PARIS: Quatre mois après sa création, la plateforme anti-discriminations lancée par le gouvernement dans la foulée du tabassage d'un producteur de musique noir par des policiers a enregistré plus de 5 000 appels, surtout consacrés à l'emploi et au logement.
Depuis février, cette nouvelle structure, joignable au 39 28 et gérée par le Défenseur des droits, reçoit entre 50 et 140 appels par jour.
Comme celui de Dolorès (prénom modifié), une habitante de Seine-Saint-Denis qui soupçonne le maire de sa commune de "préempter les terrains à chaque fois que des gens du voyage veulent acheter" pour qu'ils ne tombent pas entre les mains de "gens sales".
Membre de cette communauté, elle a vu le terrain qu'elle convoitait lui échapper malgré un compromis signé devant notaire. Une "catastrophe" pour cette mère de famille qui s'est retrouvée sans logement après avoir revendu sa caravane et contracté un crédit pour financer son acquisition.
Au bout du fil, l'écoutante Caroline Blond cherche à en savoir plus. A-t-elle conservé les papiers retraçant ses démarches? Peut-elle demander aux anciens propriétaires de témoigner des propos discriminatoires qu'aurait tenus une secrétaire de la mairie?
"Il faut qu'on établisse s'il y a un traitement défavorable basé sur un critère prohibé par la loi", explique la juriste. Il en existe plus d'une vingtaine: origine, âge, religion, orientation sexuelle, apparence physique, handicap, opinions politiques...
Après quinze minutes de conversation, elle conseille à son interlocutrice de saisir le Défenseur des droits en constituant un dossier en ligne.

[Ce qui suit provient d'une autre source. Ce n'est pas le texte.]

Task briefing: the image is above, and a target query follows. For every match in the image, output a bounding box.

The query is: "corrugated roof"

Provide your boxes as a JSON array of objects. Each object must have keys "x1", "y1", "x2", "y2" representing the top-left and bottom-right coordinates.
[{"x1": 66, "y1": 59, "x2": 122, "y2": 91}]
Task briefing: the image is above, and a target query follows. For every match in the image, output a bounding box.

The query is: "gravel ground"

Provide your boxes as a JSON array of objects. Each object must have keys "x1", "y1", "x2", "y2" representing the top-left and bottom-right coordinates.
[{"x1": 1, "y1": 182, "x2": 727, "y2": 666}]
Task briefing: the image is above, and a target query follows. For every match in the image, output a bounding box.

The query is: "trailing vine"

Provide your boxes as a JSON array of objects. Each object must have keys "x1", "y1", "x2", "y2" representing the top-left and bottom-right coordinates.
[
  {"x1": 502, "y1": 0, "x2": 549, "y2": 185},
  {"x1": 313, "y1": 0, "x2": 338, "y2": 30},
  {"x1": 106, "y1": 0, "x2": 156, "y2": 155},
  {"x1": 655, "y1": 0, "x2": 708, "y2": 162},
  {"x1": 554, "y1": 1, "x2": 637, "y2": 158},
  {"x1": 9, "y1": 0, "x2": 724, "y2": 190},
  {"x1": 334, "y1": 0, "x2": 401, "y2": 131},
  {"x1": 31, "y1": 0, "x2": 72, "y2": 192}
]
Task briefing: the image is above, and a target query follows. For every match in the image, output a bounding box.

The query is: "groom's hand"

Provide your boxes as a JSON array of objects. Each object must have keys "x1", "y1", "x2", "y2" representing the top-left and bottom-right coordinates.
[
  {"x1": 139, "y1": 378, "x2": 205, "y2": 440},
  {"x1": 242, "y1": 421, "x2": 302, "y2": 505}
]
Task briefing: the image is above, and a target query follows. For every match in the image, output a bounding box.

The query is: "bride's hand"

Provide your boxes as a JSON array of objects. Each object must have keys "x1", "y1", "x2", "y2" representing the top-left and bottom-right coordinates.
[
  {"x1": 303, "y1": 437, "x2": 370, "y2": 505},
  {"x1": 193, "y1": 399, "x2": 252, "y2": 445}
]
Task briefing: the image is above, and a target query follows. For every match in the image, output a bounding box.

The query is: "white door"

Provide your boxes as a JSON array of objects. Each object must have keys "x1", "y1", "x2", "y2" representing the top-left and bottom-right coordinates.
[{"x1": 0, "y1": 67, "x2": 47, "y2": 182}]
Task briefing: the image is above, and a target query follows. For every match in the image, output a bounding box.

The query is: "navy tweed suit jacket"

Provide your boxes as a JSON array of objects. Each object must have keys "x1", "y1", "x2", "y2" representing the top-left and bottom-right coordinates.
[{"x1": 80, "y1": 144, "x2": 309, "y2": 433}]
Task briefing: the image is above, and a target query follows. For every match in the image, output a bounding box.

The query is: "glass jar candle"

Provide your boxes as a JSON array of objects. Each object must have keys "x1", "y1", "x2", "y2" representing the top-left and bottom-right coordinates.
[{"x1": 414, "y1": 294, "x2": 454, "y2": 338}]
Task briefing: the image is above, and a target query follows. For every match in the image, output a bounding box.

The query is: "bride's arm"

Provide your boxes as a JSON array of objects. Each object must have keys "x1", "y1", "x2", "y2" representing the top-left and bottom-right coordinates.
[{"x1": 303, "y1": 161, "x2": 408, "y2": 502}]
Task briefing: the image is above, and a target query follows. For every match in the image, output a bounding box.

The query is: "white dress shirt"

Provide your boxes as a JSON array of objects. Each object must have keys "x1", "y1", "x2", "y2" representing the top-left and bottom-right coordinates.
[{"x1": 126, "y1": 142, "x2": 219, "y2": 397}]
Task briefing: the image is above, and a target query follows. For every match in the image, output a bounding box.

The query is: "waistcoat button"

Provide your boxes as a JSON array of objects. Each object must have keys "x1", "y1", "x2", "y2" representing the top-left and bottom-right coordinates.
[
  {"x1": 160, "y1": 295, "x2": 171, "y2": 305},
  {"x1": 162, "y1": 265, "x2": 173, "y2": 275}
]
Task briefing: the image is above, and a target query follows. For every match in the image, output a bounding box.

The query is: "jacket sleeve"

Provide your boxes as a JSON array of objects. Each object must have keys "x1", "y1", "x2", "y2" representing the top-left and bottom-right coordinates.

Cette autorité indépendante peut ensuite examiner la situation en détail et contacter la mairie pour tenter de résoudre le litige, en privilégiant un règlement à l'amiable.
Comme pour cette requérante, de nombreux appels concernent l'accès au logement.
Mais sur les "5 000 appels" et 1 500 conversations en ligne enregistrés depuis la création de la plateforme, la question numéro 1 reste l'emploi, qu'il s'agisse de discriminations à l'embauche, de harcèlement ou de pressions sur le lieu de travail, rappelle la Défenseure des droits Claire Hédon.
La police, peu incriminée
Selon Mme Hédon, "pour l'instant, 5% des appels concernent la déontologie des forces de sécurité".
Une proportion faible, alors que la plateforme a été pensée par Emmanuel Macron comme une réponse à l'affaire Michel Zecler, un producteur de musique noir agressé par trois policiers en décembre.
Dans la foulée, le président avait reconnu le caractère "insoutenable" des contrôles au faciès et annoncé la création de cet outil "pour que les gens puissent dénoncer de manière très simple, unique et nationale" les discriminations.
Les premiers résultats n'étonnent pas la Défenseure des droits.
"La question des contrôles d'identité discriminatoires est compliquée car les victimes savent qu'elles n'ont souvent aucune preuve" et n'appellent pas, estime Mme Hédon.
Cela souligne selon elle la nécessité d'une "traçabilité des contrôles", réclamée de longue date par son institution, "pour que les personnes puissent porter réclamation".
"Pas encore assez connue" à son goût, la plateforme n'en touche pas moins un nouveau public qui n'aurait pas pensé à s'adresser au Défenseur des droits. Environ "70% des appels" débouchent sur l'ouverture d'un dossier. Si ce rythme se confirme, les saisines de l'institution en matière de discriminations pourraient doubler pour atteindre 10.000 par an.
Cette hausse montre que la mise en place d'un numéro et du site dédié antidiscriminations.fr "est une très bonne idée", juge le professeur de gestion Jean-François Amadieu.
Selon cet universitaire, directeur de l'Observatoire des discriminations, "cela permet de rééquilibrer la perte de visibilité de la Halde", l'ancienne Haute autorité de lutte contre les discriminations et pour l'égalité, regroupée en 2011 avec plusieurs autres institutions sous l'ombrelle du Défenseur des droits.
Le spécialiste regrette toutefois que le nouveau site "occulte certains pans de la réalité" en mettant en avant seulement six motifs de discriminations sur la vingtaine existante.
"Ça flèche les choses. En allant sur ce site, des tas de gens discriminés peuvent ne pas savoir qu'ils le sont", estime-t-il. "L'apparence physique n'apparaît pas par exemple, alors que c'est le facteur numéro un de moqueries, notamment pour les personnes obèses victimes de grossophobie."